As the stick struck, a little side branch lodged into Addie’s skull, the big stick breaking off and falling to the ground.
It was a terrible accident.
And, in fact, Levi’s warning had saved her from being impaled through the face.
‘Stay with Daddy,’ I told Addie. ‘I need to go and check on Levi.’
Searching upstairs, I found my sweet son crying, riddled with guilt.
‘Addie will be fine,’ I reassured him.
When the ambulance arrived 25 minutes later, the paramedics asked Addie how she was doing.
‘I’m good, thank you. How are you?’ she replied politely, giving them a good giggle.
While Simon stayed home with Levi, I got into the ambo with Addie to head to hospital, where a team of specialists were waiting.
All bandaged up, Addie even smiled for a photo with the stick in her head.
At Emergency, Addie had three CT scans to assess the damage.
‘Can we talk?’ the doctor said afterwards.
Taking me into a private room and closing the door, my knees went weak.
It isn’t good, I thought, petrified.
‘It’s gone through her skull,’ the doc said gently.

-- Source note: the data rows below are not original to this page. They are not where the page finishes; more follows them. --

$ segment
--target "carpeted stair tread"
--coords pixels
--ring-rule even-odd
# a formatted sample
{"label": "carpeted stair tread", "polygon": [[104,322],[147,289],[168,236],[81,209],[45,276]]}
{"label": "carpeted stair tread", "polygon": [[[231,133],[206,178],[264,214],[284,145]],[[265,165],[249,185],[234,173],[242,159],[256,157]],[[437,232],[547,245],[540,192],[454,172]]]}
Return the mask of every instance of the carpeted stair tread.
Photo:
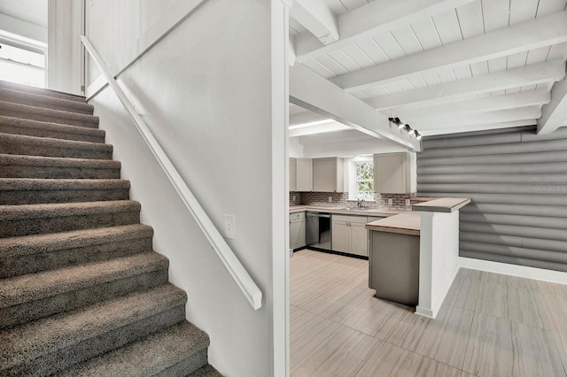
{"label": "carpeted stair tread", "polygon": [[3,80],[0,80],[0,88],[6,88],[9,89],[24,91],[24,92],[32,93],[32,94],[38,94],[42,96],[49,96],[55,98],[63,98],[68,101],[82,102],[84,104],[87,103],[87,99],[85,98],[84,96],[77,96],[77,95],[64,93],[64,92],[60,92],[53,89],[48,89],[43,88],[32,87],[30,85],[26,85],[26,84],[19,84],[16,82],[5,81]]}
{"label": "carpeted stair tread", "polygon": [[0,87],[0,101],[92,115],[92,104]]}
{"label": "carpeted stair tread", "polygon": [[0,238],[0,278],[151,251],[143,224]]}
{"label": "carpeted stair tread", "polygon": [[117,179],[120,167],[110,159],[0,154],[2,178]]}
{"label": "carpeted stair tread", "polygon": [[167,269],[168,260],[157,252],[29,273],[0,281],[0,309],[76,289],[105,284],[120,277]]}
{"label": "carpeted stair tread", "polygon": [[2,133],[0,150],[12,155],[113,159],[110,144]]}
{"label": "carpeted stair tread", "polygon": [[137,224],[131,200],[0,206],[0,238]]}
{"label": "carpeted stair tread", "polygon": [[184,320],[186,302],[164,284],[2,330],[0,375],[47,375],[99,356]]}
{"label": "carpeted stair tread", "polygon": [[187,377],[222,377],[222,374],[214,369],[210,364],[189,373]]}
{"label": "carpeted stair tread", "polygon": [[95,115],[30,106],[8,101],[0,101],[0,113],[7,117],[22,118],[25,119],[61,123],[91,128],[98,127],[98,117]]}
{"label": "carpeted stair tread", "polygon": [[6,254],[25,256],[38,252],[50,252],[62,249],[74,249],[125,241],[136,236],[151,237],[152,235],[153,229],[151,227],[144,224],[132,224],[120,227],[50,233],[47,235],[0,238],[0,256]]}
{"label": "carpeted stair tread", "polygon": [[105,142],[105,131],[41,120],[0,116],[0,132],[27,136],[51,137],[78,142]]}
{"label": "carpeted stair tread", "polygon": [[151,251],[3,279],[0,328],[166,284],[168,265]]}
{"label": "carpeted stair tread", "polygon": [[126,180],[0,178],[0,205],[129,199]]}
{"label": "carpeted stair tread", "polygon": [[[149,336],[147,339],[128,344],[97,358],[65,371],[60,377],[98,376],[183,376],[203,369],[199,356],[206,352],[209,339],[206,334],[187,321]],[[193,361],[191,359],[197,358]],[[198,369],[181,373],[175,366],[188,360]],[[189,365],[190,367],[190,365]],[[169,370],[169,373],[167,373]],[[190,374],[199,376],[220,376],[221,374]]]}

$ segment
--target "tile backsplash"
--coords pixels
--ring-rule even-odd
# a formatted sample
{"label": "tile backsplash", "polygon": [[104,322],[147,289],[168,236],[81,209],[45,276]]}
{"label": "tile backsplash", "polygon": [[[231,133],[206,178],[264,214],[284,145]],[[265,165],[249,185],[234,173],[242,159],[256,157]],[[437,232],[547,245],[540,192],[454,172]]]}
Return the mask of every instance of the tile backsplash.
{"label": "tile backsplash", "polygon": [[[406,199],[409,199],[413,194],[374,194],[374,202],[364,202],[365,208],[377,208],[381,210],[411,210],[411,204],[418,202],[412,201],[410,205],[406,205]],[[329,198],[331,201],[329,201]],[[295,200],[293,200],[295,198]],[[353,207],[356,202],[347,201],[347,192],[290,192],[290,205],[332,205],[340,207]],[[392,204],[388,204],[392,199]]]}

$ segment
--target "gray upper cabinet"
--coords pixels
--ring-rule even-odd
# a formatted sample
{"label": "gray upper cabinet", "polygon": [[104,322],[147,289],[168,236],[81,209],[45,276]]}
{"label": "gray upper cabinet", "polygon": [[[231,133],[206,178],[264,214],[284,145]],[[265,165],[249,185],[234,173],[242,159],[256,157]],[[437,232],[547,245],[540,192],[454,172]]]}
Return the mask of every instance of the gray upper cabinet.
{"label": "gray upper cabinet", "polygon": [[296,158],[296,191],[313,191],[313,159]]}
{"label": "gray upper cabinet", "polygon": [[297,165],[298,160],[294,158],[290,158],[289,172],[290,172],[290,191],[298,190],[298,179],[297,179]]}
{"label": "gray upper cabinet", "polygon": [[343,158],[314,158],[313,190],[321,192],[343,192]]}
{"label": "gray upper cabinet", "polygon": [[412,175],[412,156],[408,152],[374,155],[376,192],[409,194],[416,191]]}

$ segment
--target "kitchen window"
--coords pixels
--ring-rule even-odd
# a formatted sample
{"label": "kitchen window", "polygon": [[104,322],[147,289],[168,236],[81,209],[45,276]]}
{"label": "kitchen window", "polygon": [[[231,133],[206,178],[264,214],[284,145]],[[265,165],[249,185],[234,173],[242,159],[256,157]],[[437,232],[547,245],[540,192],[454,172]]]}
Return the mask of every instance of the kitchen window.
{"label": "kitchen window", "polygon": [[349,167],[349,199],[374,200],[372,158],[354,158]]}

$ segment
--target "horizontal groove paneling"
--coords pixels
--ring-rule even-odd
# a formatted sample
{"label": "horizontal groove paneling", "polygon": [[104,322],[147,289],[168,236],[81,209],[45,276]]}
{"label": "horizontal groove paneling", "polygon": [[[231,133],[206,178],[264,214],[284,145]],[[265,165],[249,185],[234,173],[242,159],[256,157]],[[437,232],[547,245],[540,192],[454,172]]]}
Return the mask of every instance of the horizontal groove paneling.
{"label": "horizontal groove paneling", "polygon": [[519,227],[511,225],[488,224],[461,221],[459,229],[462,232],[485,233],[488,235],[517,235],[543,240],[567,241],[564,229],[537,227]]}
{"label": "horizontal groove paneling", "polygon": [[486,156],[501,154],[535,153],[551,150],[564,150],[567,139],[546,140],[536,142],[517,142],[509,144],[473,145],[462,148],[424,150],[428,158],[439,157]]}
{"label": "horizontal groove paneling", "polygon": [[417,154],[417,196],[470,197],[460,255],[567,271],[567,128],[439,136]]}
{"label": "horizontal groove paneling", "polygon": [[423,165],[419,166],[420,176],[429,174],[492,173],[540,174],[567,173],[567,160],[532,164],[479,164],[479,165]]}
{"label": "horizontal groove paneling", "polygon": [[554,263],[567,264],[567,253],[563,251],[549,251],[546,249],[526,249],[516,246],[498,245],[493,243],[462,241],[461,247],[470,251],[480,251],[507,257],[519,257],[532,259],[534,255],[539,260]]}
{"label": "horizontal groove paneling", "polygon": [[499,225],[513,225],[517,227],[532,227],[567,229],[566,218],[550,218],[542,216],[518,216],[493,213],[467,213],[460,214],[459,219],[466,222],[479,222]]}
{"label": "horizontal groove paneling", "polygon": [[[419,187],[419,186],[418,186]],[[417,189],[419,191],[419,188]],[[530,204],[530,205],[558,205],[567,206],[566,200],[562,199],[560,196],[536,196],[536,195],[523,195],[523,194],[476,194],[470,191],[463,193],[450,193],[450,192],[418,192],[420,196],[448,196],[448,197],[469,197],[472,200],[472,203],[494,203],[494,204]]]}
{"label": "horizontal groove paneling", "polygon": [[[527,236],[489,235],[485,233],[475,233],[462,231],[459,239],[472,242],[492,243],[494,245],[513,246],[526,249],[542,249],[549,251],[567,253],[567,241],[544,240],[541,238],[530,238]],[[461,244],[462,246],[463,243]]]}
{"label": "horizontal groove paneling", "polygon": [[536,135],[535,130],[524,132],[509,132],[497,135],[471,135],[469,137],[440,138],[437,140],[424,140],[423,148],[460,148],[472,145],[506,144],[510,142],[542,142],[545,140],[567,139],[567,128],[559,128],[553,134]]}
{"label": "horizontal groove paneling", "polygon": [[[567,165],[567,163],[565,164]],[[567,183],[567,173],[420,174],[417,183]],[[567,192],[567,190],[565,191]]]}
{"label": "horizontal groove paneling", "polygon": [[467,205],[464,208],[461,209],[461,213],[462,212],[501,213],[509,215],[567,218],[567,211],[565,211],[565,208],[551,205],[495,204],[471,203],[470,205]]}
{"label": "horizontal groove paneling", "polygon": [[428,158],[427,150],[419,154],[417,166],[439,166],[439,165],[494,165],[502,164],[534,164],[534,163],[557,163],[567,161],[567,150],[552,150],[537,153],[523,153],[512,155],[491,155],[491,156],[466,156],[443,158]]}
{"label": "horizontal groove paneling", "polygon": [[[533,195],[567,195],[565,184],[533,184],[533,183],[422,183],[417,186],[419,192],[477,192],[482,194],[533,194]],[[561,199],[557,199],[561,200]]]}
{"label": "horizontal groove paneling", "polygon": [[567,273],[567,264],[553,263],[539,259],[530,259],[527,258],[508,257],[498,254],[471,251],[461,249],[461,257],[471,258],[473,259],[485,259],[493,262],[508,263],[509,265],[526,265],[528,267],[543,268],[546,270],[555,270]]}

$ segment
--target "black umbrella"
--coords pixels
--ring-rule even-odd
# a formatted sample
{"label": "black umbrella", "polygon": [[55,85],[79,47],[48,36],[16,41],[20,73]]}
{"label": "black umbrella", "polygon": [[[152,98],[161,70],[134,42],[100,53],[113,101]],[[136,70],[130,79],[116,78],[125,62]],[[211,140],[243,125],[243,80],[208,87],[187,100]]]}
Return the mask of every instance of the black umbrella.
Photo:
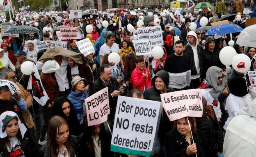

Bursting into tears, I wanted to vomit.
Viewing the scan, I saw the stick had fractured her skull, piercing the meninges, a series of protective layers over the brain.
Raced to a bigger hospital about an hour away, my precious Addie was wheeled into theatre.
Thankfully, I was allowed in until she was put to sleep, holding her hand and kissing her until her eyes fluttered closed. Leaving that room was the hardest thing I’ve ever had to do.
Two hours later, my phone rang.
‘The surgery went well – Addie’s in recovery,’ the neurosurgeon told me.
‘Mummy, is the stick gone?’ she choked out, when she woke up four hours later.
‘Yes, baby it is,’ I smiled.
As my little girl rolled over and went back to sleep,
I finally exhaled.
The docs said if I’d tried to remove the stick myself, it would’ve been fatal.
We could have lost her, I thought.
The next day, the doctors checked Addie’s reflexes and cognitive awareness.
My little trouper passed with flying colours.
By 7pm that night, I had to tell her to stop jumping and sit down on the bed!
‘Addison, stop being a stick head,’ I joked, as she burst into giggles.
‘Addie, I think you should stop doing the same thing and branch out,’ I joked, on a roll.
For two days, she was monitored closely and given antibiotics through an IV to ensure infection didn’t set in.
Nearly two months on, Levi is still deeply affected.
‘I think I felt 10 out of 10 guilty,’ he said. ‘It is not every day you see a tree in someone’s head.’
But he has nothing to feel bad about.
Tough as nails, Addie’s even kept the branch as a memento – she wants to frame it and give it to the hospital staff!
Playing with sticks is banned in our house now.
But, we’re beyond blessed that we still have our gorgeous girl.